Reeves está a planear um discurso no final de Janeiro, expondo a sua posição sobre o crescimento económico.
Longe do ruído do mercado, os membros do governo insistem que há razões para estarmos optimistas. Apontam para as ligações entre o financiamento adicional que o chanceler está a fornecer ao NHS e aos conselhos locais, e o crescimento futuro – bem como mudanças a longo prazo destinadas a aumentar a construção de habitações e a ajudar as pessoas a regressarem ao emprego.
“As pessoas estão a subestimar o quão pró-crescimento o orçamento era”, disse uma fonte trabalhista, acrescentando: “Quem realmente pensa que existe uma alternativa para resolver os serviços públicos?”

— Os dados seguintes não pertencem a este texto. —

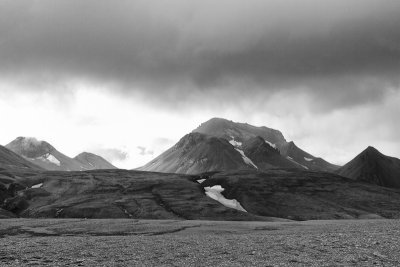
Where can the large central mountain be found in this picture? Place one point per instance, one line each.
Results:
(219, 145)
(371, 166)
(47, 157)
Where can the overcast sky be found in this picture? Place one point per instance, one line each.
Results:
(127, 79)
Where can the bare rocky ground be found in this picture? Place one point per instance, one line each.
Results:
(128, 242)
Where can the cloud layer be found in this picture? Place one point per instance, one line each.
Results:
(346, 50)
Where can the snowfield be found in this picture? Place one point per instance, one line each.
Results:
(214, 192)
(246, 159)
(37, 185)
(235, 143)
(271, 144)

Entretanto, alguns analistas acreditam que é a parte “flação” do medo da estagflação que é exagerada, prevendo-se que a inflação desça, abrindo caminho para taxas de juro mais baixas. O HSBC está neste campo. O seu economista-chefe europeu, Simon Wells, está a planear seis cortes nas taxas do Banco em 2025.
Os últimos dados de inflação, que serão publicados na próxima quarta-feira, poderão fornecer alguma clareza adicional.
Seja qual for a perspectiva para o próximo ano, no entanto, Reeves provavelmente retornará da China para mais uma semana ansiosa de questionamentos sobre a cidade. E muitos ex-chanceleres aprenderam, às suas custas, o enorme poder dos mercados.